The Role of Cytochrome c in ARF/p53-mediated DNA Repair

Damage to DNA under stress conditions can lead to loss of function, apoptosis, or even cancer. DNA can be damaged through exposure to mutagenic chemicals, radiation, viral infection, or ROS released in metabolism. Fortunately, cells have several stress responses to limit or mitigate the effects, including the ARF/p53 pathway, activated whenever DNA is damaged. p53 is a tumour suppressor protein that acts through various mechanisms, including activation of DNA repair proteins and cell cycle arrest. The ubiquitin ligase HDM2 (human double minute clone 2) inactivates p53 through ubiquitination and proteosome-dependent degradation. However, this is prevented by ARF (alternative reading frame of the INK4a gene – p14ARF in humans), a protein that inhibits HDM2. Thus, the tumour suppression activity of p53 is negatively and positively regulated by HDM2 and ARF, respectively.

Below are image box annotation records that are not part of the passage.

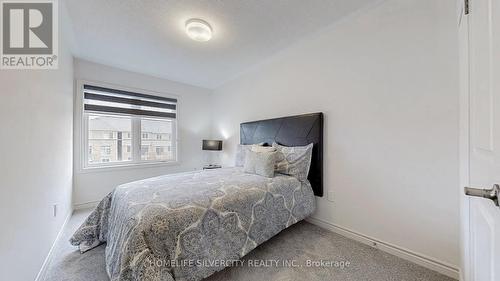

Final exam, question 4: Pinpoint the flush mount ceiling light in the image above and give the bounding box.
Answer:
[186,19,212,42]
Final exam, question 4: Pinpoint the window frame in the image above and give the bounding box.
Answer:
[75,80,181,173]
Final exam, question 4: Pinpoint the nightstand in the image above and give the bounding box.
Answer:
[203,165,222,170]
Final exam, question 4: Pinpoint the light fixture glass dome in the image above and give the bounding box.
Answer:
[186,19,212,42]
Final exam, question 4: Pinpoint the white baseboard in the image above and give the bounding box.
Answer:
[73,201,101,210]
[35,209,73,281]
[307,218,460,280]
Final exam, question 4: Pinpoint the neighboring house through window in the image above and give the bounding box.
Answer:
[83,84,177,167]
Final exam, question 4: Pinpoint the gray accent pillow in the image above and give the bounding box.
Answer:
[243,150,276,178]
[273,143,313,182]
[234,142,264,167]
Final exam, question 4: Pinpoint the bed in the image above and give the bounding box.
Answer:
[70,113,323,281]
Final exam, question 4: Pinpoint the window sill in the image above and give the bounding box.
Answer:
[79,161,181,174]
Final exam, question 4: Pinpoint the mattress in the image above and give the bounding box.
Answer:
[70,168,315,281]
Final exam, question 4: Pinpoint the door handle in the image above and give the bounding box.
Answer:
[464,184,500,206]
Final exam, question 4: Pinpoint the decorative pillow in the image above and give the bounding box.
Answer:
[273,143,313,181]
[234,142,264,167]
[243,150,276,178]
[252,144,276,152]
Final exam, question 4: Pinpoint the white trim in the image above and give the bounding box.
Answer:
[307,218,459,279]
[35,209,73,281]
[73,201,101,211]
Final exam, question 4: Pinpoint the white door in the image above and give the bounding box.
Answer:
[459,0,500,281]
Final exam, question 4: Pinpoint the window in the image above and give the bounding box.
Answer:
[141,119,174,161]
[83,82,177,167]
[101,145,111,155]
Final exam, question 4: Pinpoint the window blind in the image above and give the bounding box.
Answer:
[83,85,177,119]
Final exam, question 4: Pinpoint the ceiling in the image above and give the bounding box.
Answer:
[66,0,374,89]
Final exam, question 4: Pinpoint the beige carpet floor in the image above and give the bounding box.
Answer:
[42,210,453,281]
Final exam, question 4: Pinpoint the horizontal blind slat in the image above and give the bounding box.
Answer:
[83,84,177,119]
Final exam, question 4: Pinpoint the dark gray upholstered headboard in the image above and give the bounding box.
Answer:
[240,113,323,197]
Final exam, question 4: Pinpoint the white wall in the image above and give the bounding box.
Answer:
[73,59,212,206]
[0,5,73,281]
[212,0,459,267]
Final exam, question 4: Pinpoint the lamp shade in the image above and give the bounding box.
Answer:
[201,140,222,150]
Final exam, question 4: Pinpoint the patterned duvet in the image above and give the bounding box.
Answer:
[70,168,314,281]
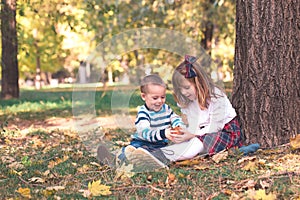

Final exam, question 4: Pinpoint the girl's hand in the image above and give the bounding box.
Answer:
[170,129,195,144]
[165,128,174,142]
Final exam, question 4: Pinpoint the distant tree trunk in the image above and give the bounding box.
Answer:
[34,41,42,90]
[1,0,19,99]
[232,0,300,147]
[201,0,215,55]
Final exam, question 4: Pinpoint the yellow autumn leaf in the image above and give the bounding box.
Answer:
[114,164,135,181]
[88,180,111,196]
[16,188,31,199]
[246,189,276,200]
[48,156,69,169]
[290,134,300,149]
[211,150,228,163]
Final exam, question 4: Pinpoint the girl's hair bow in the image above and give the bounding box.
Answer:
[184,55,197,78]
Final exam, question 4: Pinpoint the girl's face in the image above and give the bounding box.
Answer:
[179,79,197,101]
[141,85,166,112]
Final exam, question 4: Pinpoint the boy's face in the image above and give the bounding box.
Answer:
[141,84,166,112]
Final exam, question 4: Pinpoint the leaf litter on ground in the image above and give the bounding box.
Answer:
[0,121,300,199]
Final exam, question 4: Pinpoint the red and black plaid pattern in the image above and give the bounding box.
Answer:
[198,118,243,156]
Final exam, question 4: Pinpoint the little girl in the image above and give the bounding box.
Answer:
[162,55,242,161]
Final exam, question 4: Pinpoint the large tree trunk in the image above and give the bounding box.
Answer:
[1,0,19,99]
[232,0,300,147]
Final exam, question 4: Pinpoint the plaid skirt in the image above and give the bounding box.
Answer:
[198,117,243,156]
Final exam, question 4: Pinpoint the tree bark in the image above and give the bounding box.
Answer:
[232,0,300,147]
[1,0,19,99]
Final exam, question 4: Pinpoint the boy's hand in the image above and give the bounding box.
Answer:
[165,128,173,142]
[171,126,183,135]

The nucleolus (plural nucleoli) – a membrane-less liquid droplet organelle within the nucleus – is the main ‘traffic controller’ in the cell’s ARF/p53 stress response. In the nucleolus, ARF is stored by being sequestered to nucleophosmin (NPM) protein. Upon DNA damage, ARF is released from the nucleoli, activating p53’s damage control activity. It has long been known that there is crosstalk between the mitochondria and the nucleus, but it was assumed that this was independent of the nucleoli. The group discovered that this crosstalk impacts the nucleoli’s ARF/p53 pathway initiation. What’s more, Cc is at the heart of this. With biophysical and structural analyses, the group probed Cc’s role in the ARF/p53 stress response.

Human cell lines (HeLa cells) were treated with camptothecin (CPT) or doxorubicin (Dox) – compounds that induce single – or double-strand DNA breaks. Immunostaining and proteomic analysis revealed that upon CPT-induced DNA damage, Cc translocates from the mitochondria to the nucleus. Cc was observed to interact with nucleolar NPM in bimolecular fluorescence complementation, coimmunoprecipitation, and proximity ligand assay experiments. In binding studies, they found that Cc competes with p19ARF (the mouse version of ARF) for binding to NPM.

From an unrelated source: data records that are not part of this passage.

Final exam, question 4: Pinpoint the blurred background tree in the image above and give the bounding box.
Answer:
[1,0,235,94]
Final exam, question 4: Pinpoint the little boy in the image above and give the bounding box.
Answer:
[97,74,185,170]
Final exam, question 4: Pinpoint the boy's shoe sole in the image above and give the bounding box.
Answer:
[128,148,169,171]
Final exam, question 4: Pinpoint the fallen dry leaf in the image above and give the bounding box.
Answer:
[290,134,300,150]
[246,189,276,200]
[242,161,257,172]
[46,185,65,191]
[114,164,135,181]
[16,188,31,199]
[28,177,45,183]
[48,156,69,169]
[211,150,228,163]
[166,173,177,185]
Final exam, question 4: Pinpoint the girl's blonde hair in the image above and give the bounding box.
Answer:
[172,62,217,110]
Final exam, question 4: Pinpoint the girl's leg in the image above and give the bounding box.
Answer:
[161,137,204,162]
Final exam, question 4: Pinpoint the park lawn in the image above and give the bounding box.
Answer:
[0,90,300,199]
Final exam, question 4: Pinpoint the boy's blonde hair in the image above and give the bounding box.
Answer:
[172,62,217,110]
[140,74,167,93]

With a suite of structural analyses – including nuclear magnetic resonance, X-ray crystallography, electron microscopy,  and computational tools – the group determined the three-dimensional structure of the Cc-NPM binding complex. NPM’s structure comprises an N-terminal structured oligomerisation domain that binds to Cc or p19ARF, a disordered central region that binds to histones, and a C-terminal nucleic acid binding domain. Upon binding to Cc or p19ARF, NPM undergoes liquid-liquid phase separation. In studies involving isolated nucleoli and HeLa nuclei with fluorescently tagged Cc, they observed that Cc displaces p19ARF, which is then released into the cytosol.

These findings are significant in providing a mechanistic explanation for the role of Cc in initiating the DNA damage response (DDR) under stress conditions. Upon DNA damage, Cc translocates from the mitochondria to the nucleus and competitively binds to nucleolar NPM. This releases ARF, which kick starts the ARF/p53 stress response, enabling p53 to activate DNA repair and suppress cancerous tumour formation by arresting the cell cycle.

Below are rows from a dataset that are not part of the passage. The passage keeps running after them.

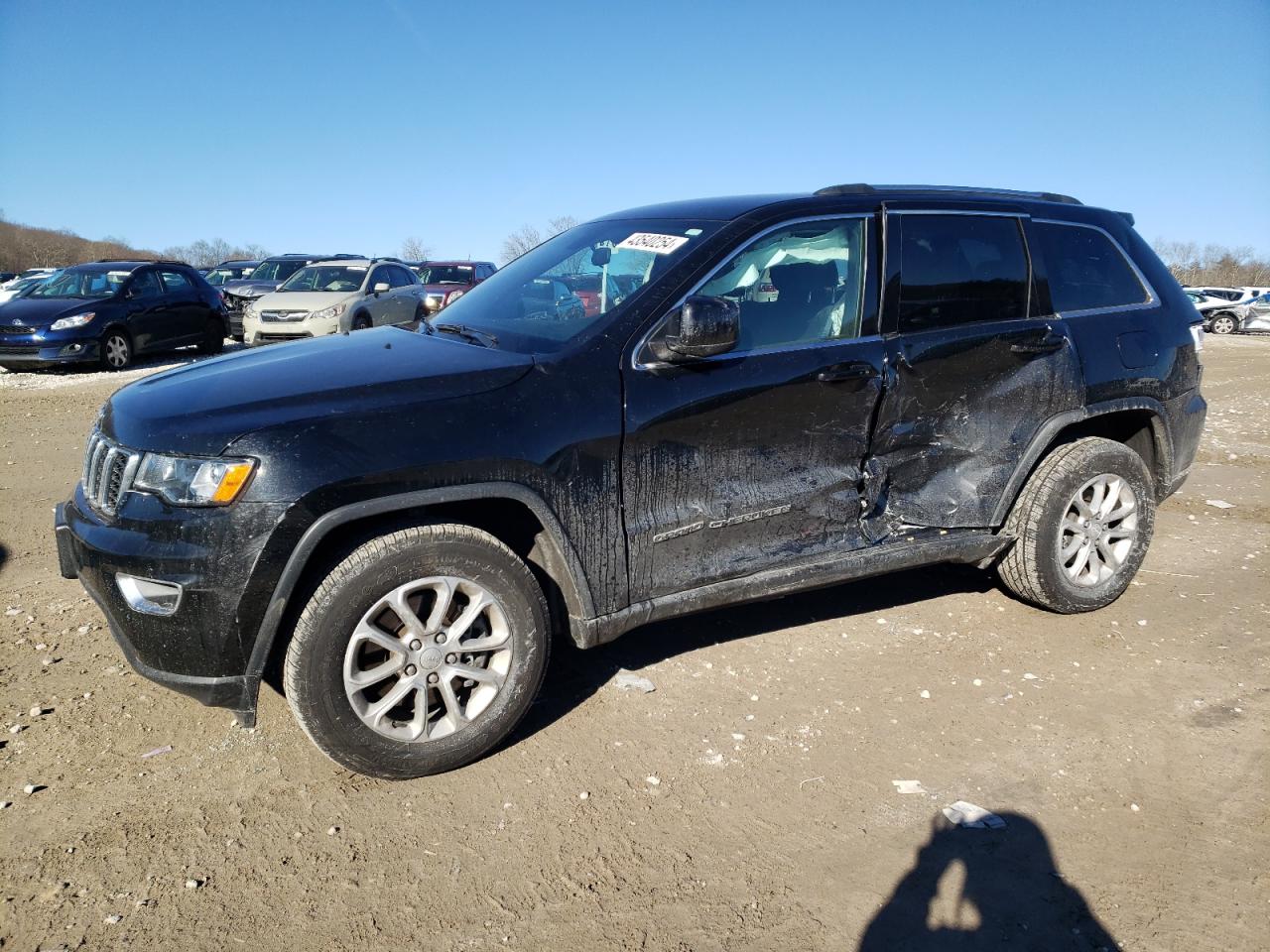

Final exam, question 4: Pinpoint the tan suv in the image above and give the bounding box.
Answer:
[242,258,425,346]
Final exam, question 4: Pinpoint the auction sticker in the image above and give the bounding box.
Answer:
[615,231,689,255]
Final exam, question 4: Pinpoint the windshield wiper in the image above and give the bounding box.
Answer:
[425,318,498,346]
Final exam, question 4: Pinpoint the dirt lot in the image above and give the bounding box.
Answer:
[0,337,1270,952]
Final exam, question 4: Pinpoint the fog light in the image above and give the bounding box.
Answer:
[114,574,182,615]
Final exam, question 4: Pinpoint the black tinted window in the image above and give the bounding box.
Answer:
[1033,222,1147,312]
[899,214,1030,331]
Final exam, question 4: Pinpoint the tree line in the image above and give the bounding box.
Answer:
[0,212,1270,287]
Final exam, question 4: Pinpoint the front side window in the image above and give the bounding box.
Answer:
[893,214,1031,332]
[159,271,193,294]
[1033,222,1151,313]
[278,264,366,295]
[425,218,721,353]
[698,218,866,350]
[419,264,472,285]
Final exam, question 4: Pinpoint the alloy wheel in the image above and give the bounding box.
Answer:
[1058,472,1138,588]
[344,576,512,743]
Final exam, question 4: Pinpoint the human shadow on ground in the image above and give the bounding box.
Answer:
[857,813,1119,952]
[503,565,994,747]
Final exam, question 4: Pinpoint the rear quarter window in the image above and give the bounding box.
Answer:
[1033,222,1151,313]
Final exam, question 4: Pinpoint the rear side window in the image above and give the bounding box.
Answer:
[899,214,1031,332]
[159,271,193,295]
[1033,222,1151,313]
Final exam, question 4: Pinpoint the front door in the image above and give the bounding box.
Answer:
[622,216,885,599]
[865,209,1084,539]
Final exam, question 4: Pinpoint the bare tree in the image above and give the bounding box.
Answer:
[500,214,579,264]
[500,225,543,264]
[398,236,432,262]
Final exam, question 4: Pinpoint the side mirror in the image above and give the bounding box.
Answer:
[649,296,740,363]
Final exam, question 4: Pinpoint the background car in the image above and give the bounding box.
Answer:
[242,258,426,346]
[0,260,226,371]
[0,268,58,289]
[203,259,260,289]
[219,253,362,340]
[0,272,58,304]
[416,262,498,313]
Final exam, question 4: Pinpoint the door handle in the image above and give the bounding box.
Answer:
[1010,331,1067,354]
[816,361,881,384]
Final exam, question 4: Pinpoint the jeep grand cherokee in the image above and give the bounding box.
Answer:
[56,185,1206,776]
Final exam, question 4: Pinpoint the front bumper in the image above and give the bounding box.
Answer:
[55,488,285,722]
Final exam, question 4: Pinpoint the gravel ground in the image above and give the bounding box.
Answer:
[0,337,1270,952]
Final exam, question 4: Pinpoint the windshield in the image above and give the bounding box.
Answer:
[203,267,251,287]
[419,264,472,285]
[251,260,306,282]
[27,269,120,298]
[425,218,722,353]
[278,264,367,295]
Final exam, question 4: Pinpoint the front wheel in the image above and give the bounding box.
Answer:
[997,436,1156,615]
[198,318,225,354]
[100,330,132,371]
[1210,313,1238,334]
[285,526,550,779]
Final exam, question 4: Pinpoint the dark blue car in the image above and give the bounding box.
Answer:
[0,260,227,371]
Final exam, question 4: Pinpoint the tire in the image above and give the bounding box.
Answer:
[283,525,552,779]
[1209,313,1239,335]
[198,318,225,354]
[997,436,1156,615]
[99,327,132,371]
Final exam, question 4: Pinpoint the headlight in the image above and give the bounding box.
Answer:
[132,453,255,505]
[50,311,96,330]
[309,304,348,321]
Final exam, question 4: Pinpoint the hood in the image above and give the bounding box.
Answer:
[255,291,361,311]
[0,298,100,327]
[100,327,534,456]
[223,278,282,298]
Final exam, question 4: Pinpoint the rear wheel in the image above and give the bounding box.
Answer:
[998,436,1156,615]
[285,526,550,779]
[1209,313,1238,334]
[198,318,225,354]
[100,329,132,371]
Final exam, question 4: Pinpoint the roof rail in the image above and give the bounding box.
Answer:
[816,181,1082,204]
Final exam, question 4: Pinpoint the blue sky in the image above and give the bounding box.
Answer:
[0,0,1270,258]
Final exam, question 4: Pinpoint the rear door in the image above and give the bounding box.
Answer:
[156,268,209,346]
[865,208,1084,539]
[622,216,885,599]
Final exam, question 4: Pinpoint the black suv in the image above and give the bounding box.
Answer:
[0,260,226,371]
[56,185,1206,776]
[219,251,361,340]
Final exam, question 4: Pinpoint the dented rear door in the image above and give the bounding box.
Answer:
[865,208,1083,539]
[622,216,886,599]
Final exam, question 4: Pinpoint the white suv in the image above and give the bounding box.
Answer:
[242,258,425,346]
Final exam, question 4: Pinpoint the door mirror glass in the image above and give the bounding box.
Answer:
[650,296,740,363]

Future Plans for the Biointeractomics Unit

Through a rich combination of biochemical, biophysical, and computational tools, the Biointeractomics Research Group is discovering that the interactome of Cc is more varied than was thought possible. The observed Cc crosstalk between the mitochondria and nucleus is particularly intriguing. The group plans to delve deeper into Cc’s full range of functions and determine the implications for understanding health and disease.